# <font color="blue">Work Sample</font> #
Andrés Felipe Flórez Olivera

**05.30.2024**

## Scenario
Imagine that you have been chosen to present to a potential client. This client owns a few restaurants in their hometown.  They have collected and maintained various data sources in Excel Spreadsheets and they have come to you for help making sense of it.  They aren’t certain which pieces of information are relevant so it’s up to you to distill the information into a useful set of analytic reports.  The reports will be presented to the customer at a future meeting.

## Background

The purpose of this exercise is to see what you glean from the information and how you present the information in Tableau dashboards.  You are welcome to use any additional data sources that you find relevant.  You are also able to use any additional tools such as Tableau Prep, Python, Alteryx, R, etc. to reshape or modify your data.

## Expectations

We would like to get an understanding of your process when asked to analyze data for Tableau Workbooks.  
Please document the following to be shared during your presentation:


*   Any assumptions you’ve made regarding the data and its completeness or lack thereof
*   Any modifications to the data you’ve made and how you went about making the decision to modify the data
*  Any additional tools you utilized to complete the work sample

## Files

We have included 4 comma separated values (csv) files for you to analyze.  You are welcome to use any combination of the files – you do not have to use all 4 files in your analysis.

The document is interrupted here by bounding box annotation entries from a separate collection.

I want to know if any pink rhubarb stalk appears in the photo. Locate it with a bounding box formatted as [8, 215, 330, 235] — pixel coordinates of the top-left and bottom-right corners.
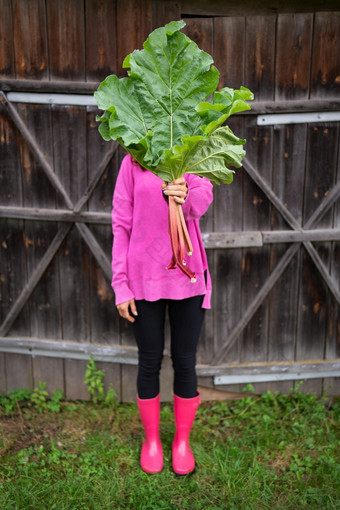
[166, 196, 196, 283]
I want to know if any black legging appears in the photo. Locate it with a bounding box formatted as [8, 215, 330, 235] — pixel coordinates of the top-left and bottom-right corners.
[132, 296, 205, 398]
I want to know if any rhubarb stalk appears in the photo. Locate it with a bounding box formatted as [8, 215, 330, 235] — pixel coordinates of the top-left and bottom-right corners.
[166, 196, 196, 283]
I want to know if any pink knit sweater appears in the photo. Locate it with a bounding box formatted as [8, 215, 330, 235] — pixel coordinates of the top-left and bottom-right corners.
[112, 155, 213, 308]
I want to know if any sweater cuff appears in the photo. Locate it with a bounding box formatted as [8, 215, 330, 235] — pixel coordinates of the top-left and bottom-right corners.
[113, 283, 135, 306]
[182, 183, 191, 216]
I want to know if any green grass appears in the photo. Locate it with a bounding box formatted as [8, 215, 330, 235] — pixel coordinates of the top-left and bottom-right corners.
[0, 390, 340, 510]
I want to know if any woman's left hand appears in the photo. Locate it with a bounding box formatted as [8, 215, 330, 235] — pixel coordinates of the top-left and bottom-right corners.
[162, 177, 188, 204]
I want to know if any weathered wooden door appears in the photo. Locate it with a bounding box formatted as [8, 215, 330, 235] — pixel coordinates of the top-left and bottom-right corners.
[0, 0, 340, 400]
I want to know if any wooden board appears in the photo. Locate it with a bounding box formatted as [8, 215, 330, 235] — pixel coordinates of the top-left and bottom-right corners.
[46, 0, 85, 81]
[18, 105, 62, 339]
[275, 13, 313, 100]
[0, 0, 15, 78]
[52, 107, 90, 342]
[0, 108, 29, 335]
[85, 0, 117, 81]
[296, 124, 338, 393]
[311, 12, 340, 98]
[214, 16, 246, 89]
[244, 16, 277, 101]
[12, 0, 48, 80]
[0, 353, 7, 393]
[96, 361, 122, 402]
[85, 109, 120, 344]
[64, 359, 91, 400]
[268, 124, 307, 372]
[117, 0, 152, 76]
[5, 353, 33, 391]
[152, 0, 181, 30]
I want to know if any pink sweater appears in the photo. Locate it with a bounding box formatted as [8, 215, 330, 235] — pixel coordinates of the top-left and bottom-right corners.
[112, 155, 213, 308]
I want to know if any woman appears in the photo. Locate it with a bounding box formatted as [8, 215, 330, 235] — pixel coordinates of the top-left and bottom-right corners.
[112, 155, 213, 475]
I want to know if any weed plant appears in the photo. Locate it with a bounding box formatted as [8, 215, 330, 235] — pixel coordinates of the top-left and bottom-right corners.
[0, 372, 340, 510]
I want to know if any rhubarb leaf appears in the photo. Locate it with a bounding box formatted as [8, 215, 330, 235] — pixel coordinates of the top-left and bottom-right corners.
[94, 21, 252, 184]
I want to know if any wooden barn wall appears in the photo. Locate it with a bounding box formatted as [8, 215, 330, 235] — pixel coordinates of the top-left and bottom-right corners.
[0, 0, 340, 401]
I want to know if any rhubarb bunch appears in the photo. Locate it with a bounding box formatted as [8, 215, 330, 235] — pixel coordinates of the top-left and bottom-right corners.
[94, 21, 253, 281]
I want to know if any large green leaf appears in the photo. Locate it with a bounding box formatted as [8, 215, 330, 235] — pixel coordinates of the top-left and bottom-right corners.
[95, 21, 252, 184]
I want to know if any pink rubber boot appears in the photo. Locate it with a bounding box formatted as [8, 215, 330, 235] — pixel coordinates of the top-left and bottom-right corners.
[172, 394, 200, 475]
[137, 395, 163, 473]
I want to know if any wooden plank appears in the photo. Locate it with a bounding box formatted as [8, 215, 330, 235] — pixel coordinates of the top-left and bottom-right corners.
[324, 127, 340, 395]
[0, 337, 137, 365]
[46, 0, 85, 81]
[0, 107, 29, 334]
[12, 0, 49, 80]
[264, 125, 307, 391]
[0, 206, 111, 225]
[214, 16, 245, 89]
[32, 356, 65, 396]
[181, 0, 340, 16]
[183, 18, 214, 232]
[0, 0, 15, 77]
[18, 105, 61, 338]
[197, 358, 340, 377]
[181, 18, 216, 366]
[64, 359, 91, 400]
[116, 0, 152, 76]
[246, 16, 276, 101]
[311, 12, 340, 99]
[0, 91, 73, 209]
[0, 77, 340, 110]
[202, 232, 262, 249]
[240, 124, 272, 380]
[211, 115, 243, 378]
[5, 354, 33, 391]
[152, 0, 181, 30]
[0, 353, 7, 394]
[261, 229, 340, 244]
[52, 107, 91, 341]
[275, 14, 313, 99]
[86, 109, 120, 344]
[296, 124, 338, 393]
[85, 0, 117, 81]
[0, 225, 70, 336]
[0, 78, 100, 94]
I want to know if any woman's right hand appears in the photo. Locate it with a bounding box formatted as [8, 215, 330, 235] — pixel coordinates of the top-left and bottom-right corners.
[117, 299, 138, 322]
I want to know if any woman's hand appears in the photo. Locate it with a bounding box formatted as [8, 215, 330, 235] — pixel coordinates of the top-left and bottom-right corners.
[117, 299, 138, 322]
[162, 177, 188, 204]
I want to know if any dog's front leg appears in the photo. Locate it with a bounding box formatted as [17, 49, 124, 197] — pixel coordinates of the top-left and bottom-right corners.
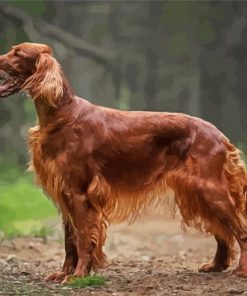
[46, 220, 78, 282]
[68, 194, 105, 277]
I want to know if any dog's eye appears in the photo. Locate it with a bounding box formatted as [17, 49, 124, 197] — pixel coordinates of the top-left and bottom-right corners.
[14, 50, 20, 57]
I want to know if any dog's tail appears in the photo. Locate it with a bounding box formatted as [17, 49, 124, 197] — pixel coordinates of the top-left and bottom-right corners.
[224, 140, 247, 221]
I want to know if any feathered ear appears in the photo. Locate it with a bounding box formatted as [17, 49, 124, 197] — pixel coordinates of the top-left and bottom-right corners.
[22, 53, 63, 107]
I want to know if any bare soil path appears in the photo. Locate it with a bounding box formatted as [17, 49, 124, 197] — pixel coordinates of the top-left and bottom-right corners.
[0, 216, 247, 296]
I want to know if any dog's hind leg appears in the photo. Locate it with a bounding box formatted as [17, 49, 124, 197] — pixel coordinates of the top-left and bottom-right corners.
[169, 174, 244, 273]
[199, 236, 231, 272]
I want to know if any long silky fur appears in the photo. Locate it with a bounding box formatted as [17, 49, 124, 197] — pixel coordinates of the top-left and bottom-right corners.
[14, 42, 247, 270]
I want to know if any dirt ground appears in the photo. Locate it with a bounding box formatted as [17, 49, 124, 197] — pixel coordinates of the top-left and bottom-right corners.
[0, 215, 247, 296]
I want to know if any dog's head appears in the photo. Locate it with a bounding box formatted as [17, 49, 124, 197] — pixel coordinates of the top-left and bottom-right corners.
[0, 43, 63, 104]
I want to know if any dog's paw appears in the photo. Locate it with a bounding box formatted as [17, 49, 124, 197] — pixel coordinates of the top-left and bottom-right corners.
[45, 271, 68, 283]
[198, 262, 227, 272]
[230, 267, 247, 277]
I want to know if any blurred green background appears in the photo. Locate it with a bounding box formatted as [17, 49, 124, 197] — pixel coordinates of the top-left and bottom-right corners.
[0, 1, 247, 236]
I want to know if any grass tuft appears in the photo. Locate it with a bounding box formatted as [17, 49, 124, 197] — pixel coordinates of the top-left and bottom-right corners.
[66, 275, 106, 288]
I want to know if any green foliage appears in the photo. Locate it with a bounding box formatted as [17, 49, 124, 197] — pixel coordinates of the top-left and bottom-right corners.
[8, 0, 47, 16]
[169, 32, 189, 58]
[0, 178, 56, 237]
[67, 275, 106, 289]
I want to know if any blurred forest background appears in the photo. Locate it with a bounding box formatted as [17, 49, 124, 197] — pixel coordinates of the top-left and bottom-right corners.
[0, 1, 247, 233]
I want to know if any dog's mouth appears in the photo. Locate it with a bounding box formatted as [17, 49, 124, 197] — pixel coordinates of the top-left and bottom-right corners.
[0, 70, 23, 98]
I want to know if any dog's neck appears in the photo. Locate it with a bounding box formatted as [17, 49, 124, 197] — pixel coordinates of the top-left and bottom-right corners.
[33, 77, 75, 128]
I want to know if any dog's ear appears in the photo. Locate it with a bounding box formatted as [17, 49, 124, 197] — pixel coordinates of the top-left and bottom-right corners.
[23, 52, 63, 107]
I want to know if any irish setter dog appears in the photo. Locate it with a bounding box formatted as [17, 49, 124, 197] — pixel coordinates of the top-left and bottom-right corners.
[0, 43, 247, 282]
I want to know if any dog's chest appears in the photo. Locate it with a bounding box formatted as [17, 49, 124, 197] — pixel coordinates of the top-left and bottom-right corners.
[29, 127, 64, 204]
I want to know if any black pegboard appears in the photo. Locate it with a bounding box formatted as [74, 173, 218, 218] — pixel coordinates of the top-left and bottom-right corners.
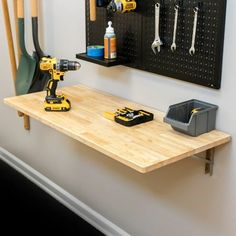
[86, 0, 226, 89]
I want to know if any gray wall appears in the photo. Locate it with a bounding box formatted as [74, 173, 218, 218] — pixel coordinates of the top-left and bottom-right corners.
[0, 0, 236, 236]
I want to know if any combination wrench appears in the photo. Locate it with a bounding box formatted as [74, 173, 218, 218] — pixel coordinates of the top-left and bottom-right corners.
[152, 3, 163, 54]
[189, 7, 199, 56]
[171, 4, 180, 52]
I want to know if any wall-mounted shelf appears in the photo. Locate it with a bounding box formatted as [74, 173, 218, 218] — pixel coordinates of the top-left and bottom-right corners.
[4, 86, 231, 174]
[76, 53, 125, 67]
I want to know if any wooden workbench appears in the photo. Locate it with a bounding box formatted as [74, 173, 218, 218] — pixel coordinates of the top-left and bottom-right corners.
[4, 86, 231, 173]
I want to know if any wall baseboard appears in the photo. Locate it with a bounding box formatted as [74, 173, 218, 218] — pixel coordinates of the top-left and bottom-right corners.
[0, 147, 130, 236]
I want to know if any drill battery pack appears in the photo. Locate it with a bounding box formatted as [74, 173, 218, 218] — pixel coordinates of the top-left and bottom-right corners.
[104, 107, 154, 127]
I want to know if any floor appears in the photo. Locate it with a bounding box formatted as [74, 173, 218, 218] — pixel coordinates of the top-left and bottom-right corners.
[0, 160, 104, 236]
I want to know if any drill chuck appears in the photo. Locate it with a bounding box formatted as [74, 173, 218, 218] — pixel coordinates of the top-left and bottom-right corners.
[56, 59, 81, 72]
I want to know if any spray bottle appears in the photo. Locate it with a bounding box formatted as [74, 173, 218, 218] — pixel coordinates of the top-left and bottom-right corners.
[104, 21, 117, 59]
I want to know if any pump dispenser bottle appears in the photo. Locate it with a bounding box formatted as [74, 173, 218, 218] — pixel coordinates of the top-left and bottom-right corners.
[104, 21, 117, 59]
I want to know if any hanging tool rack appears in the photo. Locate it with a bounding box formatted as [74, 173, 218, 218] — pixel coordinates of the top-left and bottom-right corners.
[77, 0, 226, 89]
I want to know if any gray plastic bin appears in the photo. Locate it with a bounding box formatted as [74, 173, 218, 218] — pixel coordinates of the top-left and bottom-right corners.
[164, 99, 218, 136]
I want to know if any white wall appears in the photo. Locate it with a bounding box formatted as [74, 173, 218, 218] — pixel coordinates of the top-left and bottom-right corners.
[0, 0, 236, 236]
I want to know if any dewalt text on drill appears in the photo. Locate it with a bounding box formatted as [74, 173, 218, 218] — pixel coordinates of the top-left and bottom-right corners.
[39, 57, 81, 112]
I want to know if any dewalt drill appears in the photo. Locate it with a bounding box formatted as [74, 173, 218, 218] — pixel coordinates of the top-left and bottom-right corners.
[40, 57, 81, 112]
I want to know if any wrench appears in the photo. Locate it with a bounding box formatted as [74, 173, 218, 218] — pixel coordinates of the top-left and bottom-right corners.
[171, 4, 179, 52]
[152, 3, 163, 54]
[189, 7, 199, 56]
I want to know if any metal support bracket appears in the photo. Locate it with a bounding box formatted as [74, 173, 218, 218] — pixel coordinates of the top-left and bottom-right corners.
[195, 148, 215, 176]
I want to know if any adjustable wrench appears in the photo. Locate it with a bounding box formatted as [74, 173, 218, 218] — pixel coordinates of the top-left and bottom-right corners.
[189, 7, 199, 56]
[171, 4, 179, 52]
[152, 3, 163, 54]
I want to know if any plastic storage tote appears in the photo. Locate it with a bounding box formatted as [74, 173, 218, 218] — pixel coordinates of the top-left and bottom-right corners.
[164, 99, 218, 136]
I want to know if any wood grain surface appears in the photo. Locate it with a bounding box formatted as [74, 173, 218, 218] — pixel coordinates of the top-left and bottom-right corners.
[4, 85, 231, 173]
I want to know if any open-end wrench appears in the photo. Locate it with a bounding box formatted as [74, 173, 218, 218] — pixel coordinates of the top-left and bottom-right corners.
[171, 4, 179, 52]
[152, 3, 163, 54]
[189, 7, 199, 56]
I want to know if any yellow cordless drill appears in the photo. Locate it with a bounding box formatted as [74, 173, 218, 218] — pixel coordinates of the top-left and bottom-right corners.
[40, 57, 81, 112]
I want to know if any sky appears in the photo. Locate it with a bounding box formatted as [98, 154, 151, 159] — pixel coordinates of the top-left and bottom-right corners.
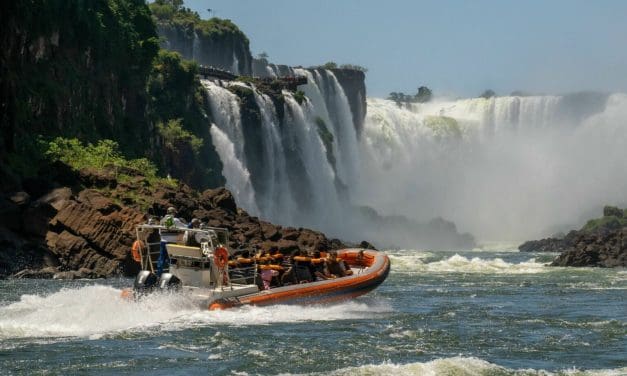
[185, 0, 627, 97]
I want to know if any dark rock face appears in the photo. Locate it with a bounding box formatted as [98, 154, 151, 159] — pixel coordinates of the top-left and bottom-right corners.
[331, 69, 366, 137]
[551, 227, 627, 268]
[518, 206, 627, 268]
[0, 167, 354, 279]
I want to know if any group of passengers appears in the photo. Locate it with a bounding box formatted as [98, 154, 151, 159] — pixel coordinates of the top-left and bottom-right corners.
[148, 207, 363, 290]
[229, 250, 353, 290]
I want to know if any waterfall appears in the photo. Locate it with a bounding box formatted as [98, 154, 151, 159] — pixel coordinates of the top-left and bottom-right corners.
[231, 52, 239, 76]
[294, 69, 358, 190]
[202, 71, 364, 235]
[253, 90, 296, 223]
[201, 80, 259, 215]
[191, 31, 202, 64]
[355, 94, 627, 240]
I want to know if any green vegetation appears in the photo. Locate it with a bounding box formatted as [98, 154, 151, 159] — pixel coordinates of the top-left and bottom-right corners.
[479, 89, 496, 99]
[340, 64, 368, 73]
[157, 119, 203, 155]
[149, 0, 250, 55]
[0, 0, 159, 158]
[388, 86, 433, 107]
[43, 137, 164, 184]
[294, 90, 307, 104]
[414, 86, 433, 103]
[147, 50, 224, 187]
[581, 206, 627, 232]
[315, 116, 336, 170]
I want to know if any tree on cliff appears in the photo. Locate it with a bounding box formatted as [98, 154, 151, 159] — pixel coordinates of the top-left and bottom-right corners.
[414, 86, 433, 103]
[479, 89, 496, 99]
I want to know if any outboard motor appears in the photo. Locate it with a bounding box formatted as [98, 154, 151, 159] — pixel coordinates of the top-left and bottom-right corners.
[159, 273, 182, 290]
[133, 270, 159, 293]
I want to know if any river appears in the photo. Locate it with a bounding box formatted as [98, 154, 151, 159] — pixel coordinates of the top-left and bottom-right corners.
[0, 246, 627, 375]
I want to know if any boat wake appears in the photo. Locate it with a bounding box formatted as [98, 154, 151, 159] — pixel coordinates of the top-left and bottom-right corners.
[312, 357, 627, 376]
[0, 285, 389, 340]
[388, 251, 559, 274]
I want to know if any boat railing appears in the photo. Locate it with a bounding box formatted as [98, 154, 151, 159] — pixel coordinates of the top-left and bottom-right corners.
[136, 223, 229, 280]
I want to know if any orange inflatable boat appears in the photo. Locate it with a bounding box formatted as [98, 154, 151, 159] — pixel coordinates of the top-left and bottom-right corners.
[122, 225, 390, 310]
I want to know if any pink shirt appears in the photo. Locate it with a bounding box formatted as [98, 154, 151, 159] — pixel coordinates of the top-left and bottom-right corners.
[261, 269, 279, 290]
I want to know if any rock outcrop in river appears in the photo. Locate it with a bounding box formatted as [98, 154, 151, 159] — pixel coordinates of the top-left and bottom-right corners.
[0, 164, 345, 279]
[518, 206, 627, 267]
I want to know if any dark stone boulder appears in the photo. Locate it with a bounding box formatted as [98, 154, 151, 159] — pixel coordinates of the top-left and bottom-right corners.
[551, 227, 627, 268]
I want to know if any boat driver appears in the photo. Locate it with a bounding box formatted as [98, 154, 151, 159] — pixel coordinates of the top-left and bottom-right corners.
[157, 206, 187, 276]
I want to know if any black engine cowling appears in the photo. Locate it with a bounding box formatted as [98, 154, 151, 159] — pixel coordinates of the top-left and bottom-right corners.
[159, 273, 183, 290]
[133, 270, 159, 292]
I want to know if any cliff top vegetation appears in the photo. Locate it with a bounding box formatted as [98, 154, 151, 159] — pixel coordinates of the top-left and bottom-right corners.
[149, 0, 249, 45]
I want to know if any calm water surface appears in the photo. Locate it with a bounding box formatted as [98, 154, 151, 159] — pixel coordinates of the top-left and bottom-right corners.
[0, 250, 627, 375]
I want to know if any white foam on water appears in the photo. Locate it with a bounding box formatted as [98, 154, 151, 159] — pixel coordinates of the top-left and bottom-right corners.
[0, 285, 390, 339]
[0, 285, 197, 338]
[389, 251, 548, 274]
[290, 356, 627, 376]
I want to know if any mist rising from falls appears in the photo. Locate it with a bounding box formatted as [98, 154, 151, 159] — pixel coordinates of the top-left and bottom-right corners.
[203, 70, 357, 236]
[356, 94, 627, 239]
[203, 70, 627, 244]
[201, 80, 259, 215]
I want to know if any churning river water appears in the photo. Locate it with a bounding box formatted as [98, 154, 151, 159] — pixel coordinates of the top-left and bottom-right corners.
[0, 247, 627, 375]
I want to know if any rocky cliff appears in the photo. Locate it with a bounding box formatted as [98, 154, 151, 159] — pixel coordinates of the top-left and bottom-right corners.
[150, 1, 253, 76]
[331, 69, 366, 136]
[0, 164, 344, 278]
[518, 206, 627, 267]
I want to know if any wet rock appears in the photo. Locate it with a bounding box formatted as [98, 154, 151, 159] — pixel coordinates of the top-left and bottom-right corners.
[10, 266, 59, 279]
[551, 227, 627, 268]
[9, 191, 30, 207]
[202, 188, 237, 213]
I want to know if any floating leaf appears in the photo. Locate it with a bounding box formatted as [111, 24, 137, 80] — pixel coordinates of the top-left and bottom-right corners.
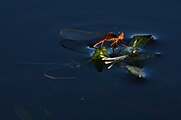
[125, 65, 143, 77]
[128, 35, 153, 47]
[14, 105, 34, 120]
[92, 47, 109, 60]
[92, 47, 109, 72]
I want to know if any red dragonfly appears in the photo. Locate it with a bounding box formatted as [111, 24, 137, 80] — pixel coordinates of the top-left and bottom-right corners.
[60, 29, 126, 48]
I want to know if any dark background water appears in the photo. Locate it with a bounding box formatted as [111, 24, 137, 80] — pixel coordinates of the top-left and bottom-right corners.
[0, 0, 181, 120]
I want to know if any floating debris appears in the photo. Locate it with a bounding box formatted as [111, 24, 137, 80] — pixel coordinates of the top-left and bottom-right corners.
[60, 29, 160, 77]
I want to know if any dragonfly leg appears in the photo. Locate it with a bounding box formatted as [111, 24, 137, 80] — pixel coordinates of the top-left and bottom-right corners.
[111, 41, 116, 47]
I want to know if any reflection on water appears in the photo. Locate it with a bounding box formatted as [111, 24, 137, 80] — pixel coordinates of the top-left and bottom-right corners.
[0, 0, 181, 120]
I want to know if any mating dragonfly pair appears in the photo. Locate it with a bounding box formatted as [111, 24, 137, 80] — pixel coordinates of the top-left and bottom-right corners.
[60, 29, 157, 77]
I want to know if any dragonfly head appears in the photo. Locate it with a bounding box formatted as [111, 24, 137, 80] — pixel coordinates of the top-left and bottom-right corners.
[118, 32, 124, 40]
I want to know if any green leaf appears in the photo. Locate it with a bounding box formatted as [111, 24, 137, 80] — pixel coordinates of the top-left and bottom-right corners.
[92, 47, 109, 60]
[128, 35, 153, 47]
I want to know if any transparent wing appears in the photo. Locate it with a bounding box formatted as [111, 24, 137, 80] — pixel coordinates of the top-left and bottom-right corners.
[60, 29, 105, 40]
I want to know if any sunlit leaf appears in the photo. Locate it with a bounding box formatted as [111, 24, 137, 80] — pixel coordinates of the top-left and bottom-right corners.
[92, 47, 109, 60]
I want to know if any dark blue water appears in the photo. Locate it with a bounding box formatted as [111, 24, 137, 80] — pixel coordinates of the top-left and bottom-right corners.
[0, 0, 181, 120]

1.   Product Sales: Unit Level sales data for a single month [Product Sales CSV](https://drive.google.com/file/d/1EmeEv2dnlmUAcu1TFrqcqc5xBRmaAvX4/view?usp=drive_link)
2.   Demographics: Data for each area in which the stores operate [Demographics CSV](https://drive.google.com/file/d/18jhmlFWPkDkzQGcGrBpBsDCOSmoYVJ0M/view?usp=drive_link)
3.   Dayparts: Total sales per store per day [Dayparts CSV ](https://drive.google.com/file/d/1x_9FqQ9SIaK5VQfPZ9GVdoif6GFxo568/view?usp=drive_link)
4.   Weather: Weather feed for a single month [Weather CSV](https://drive.google.com/file/d/1rsXTj06R-gc56GCIZzH57UjAey8KdbPz/view?usp=drive_link)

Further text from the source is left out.